According to the high-resolution human body real-time dynamic reconstruction device based on the Hash table, which is provided by the embodiment of the invention, the human body is shot by using the depth camera to acquire the depth image, and the real-time dynamic three-dimensional reconstruction function of the human body is completed based on the depth image. The input information required by the method is very easy to collect, and the dynamic three-dimensional model of the human body can be obtained in real time. The method is accurate and robust in solving, simple and easy to implement, has real-time performance, is suitable for high-resolution requirements, has wide application prospect, and can be quickly realized on hardware systems such as a PC (personal computer) or a workstation.

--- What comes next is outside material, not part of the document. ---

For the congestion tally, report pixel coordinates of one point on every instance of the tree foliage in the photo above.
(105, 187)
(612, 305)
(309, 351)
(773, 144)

Furthermore, the terms "first", "second" and "first" are used for descriptive purposes only and are not to be construed as indicating or implying relative importance or implicitly indicating the number of technical features indicated. Thus, a feature defined as "first" or "second" may explicitly or implicitly include at least one such feature. In the description of the present invention, "a plurality" means at least two, e.g., two, three, etc., unless specifically limited otherwise.

In the description herein, references to the description of the term "one embodiment," "some embodiments," "an example," "a specific example," or "some examples," etc., mean that a particular feature, structure, material, or characteristic described in connection with the embodiment or example is included in at least one embodiment or example of the invention. In this specification, the schematic representations of the terms used above are not necessarily intended to refer to the same embodiment or example. Furthermore, the particular features, structures, materials, or characteristics described may be combined in any suitable manner in any one or more embodiments or examples. Furthermore, various embodiments or examples and features of different embodiments or examples described in this specification can be combined and combined by one skilled in the art without contradiction.

Although embodiments of the present invention have been shown and described above, it is understood that the above embodiments are exemplary and should not be construed as limiting the present invention, and that variations, modifications, substitutions and alterations can be made to the above embodiments by those of ordinary skill in the art within the scope of the present invention.